Career advancement isn’t just something you suddenly do when it’s time to apply at a new company or put in for a promotion—it’s an ongoing process of learning new skills, meeting new people, and polishing your personal brand. It may not always seem like it, but your actions each day can add up to propel you forward. Here are seven things you can do right now to get ahead.
1. Learn something new.
You should always be developing relevant skills and staying on top of trends in your field. It’s more doable than ever to teach yourself —you just have to put in the time. Watch YouTube videos on how to use that software that seems to show up in the “desired skills” section of every job posting you see. Listen to a podcast on business news. Spend 20 minutes on an app that teaches basic coding or conversational Spanish. Download a recent book by an industry expert. (Or read a blog post like this one on how to develop your career!)
2. Put together your portfolio.
This isn’t just something for artsy types. Your portfolio of work can showcase screenshots of websites you’ve developed, outlines of training presentations you’ve led, blueprints you’ve drafted for products, or advertising materials you’ve designed. You can also include recommendation letters and customer testimonials. You can opt for a physical portfolio kept in a nice binder, create a personal website, or do both.
3. Join an association or industry group.
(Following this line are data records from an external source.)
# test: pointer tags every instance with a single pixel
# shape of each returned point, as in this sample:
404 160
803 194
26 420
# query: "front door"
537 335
Not only are professional organizations a means of networking—itself a highly important aspect of career development—many also offer seminars and other opportunities to help you keep your skills up-to-date (see above). And for members willing to take the extra step, these groups can provide the opportunity to demonstrate leadership by sitting on a panel or speaking at an event. You can join an association that’s specific to your field—for example the American Marketing Association (AMA) for marketing professionals, the International Association of Administrative Professionals (IAAP) for administrative professionals, or the National Society of Professional Engineers (NSPE) for licensed engineers. Or, choose one with a broader membership like Toastmasters, which is for anyone wanting to practice public speaking.
4. Sign up to volunteer.
Volunteering in your community can provide the chance to practice new skills and demonstrate leadership. Plus, you never know whom you might meet, and connections in the community can often be helpful for career development.
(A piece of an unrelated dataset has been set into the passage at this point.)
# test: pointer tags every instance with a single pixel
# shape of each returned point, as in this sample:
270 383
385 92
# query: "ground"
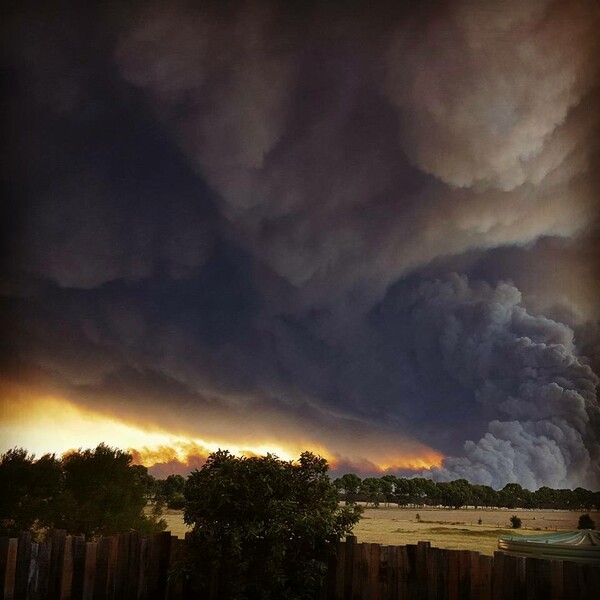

5. Curate your online presence.
Update your LinkedIn page with your newly acquired skills and recent projects—or create your page if you don’t have one already. (This is another place where you can show off your portfolio!) A succinct description and a quality headshot will go a long way in helping you to stand out. Review old Facebook and Instagram photos, including ones you’ve been tagged in, to ensure there’s nothing out there that might seem unsavory to current or future colleagues. Consider tweeting or sharing an article that’s relevant to your work, or following a few influencers in your field.
6. Update your work wardrobe.
You’ve no doubt heard the adage about how you should “dress for the job you want, not the job you have.” The fact is that research does indeed support this old saying. Fair or not, customers and colleagues will consider your appearance when forming their impressions of your energy, attitude, and competency (whether consciously or unconsciously). Take a look at how those on the floor above you dress, and add a few smart pieces to your workweek rotation. There’s no need to break the bank; you can often find great items at higher-end secondhand stores.
7. Take a quick break.
Science says that work breaks promote increased productivity, creativity, and decision-making, and can even improve your motivation for long-term goals (like advancing your career). So if you’re fast running out of focus, forget trying to slog through things—take 15 minutes to walk outside, have a healthy snack, or chat with a good friend.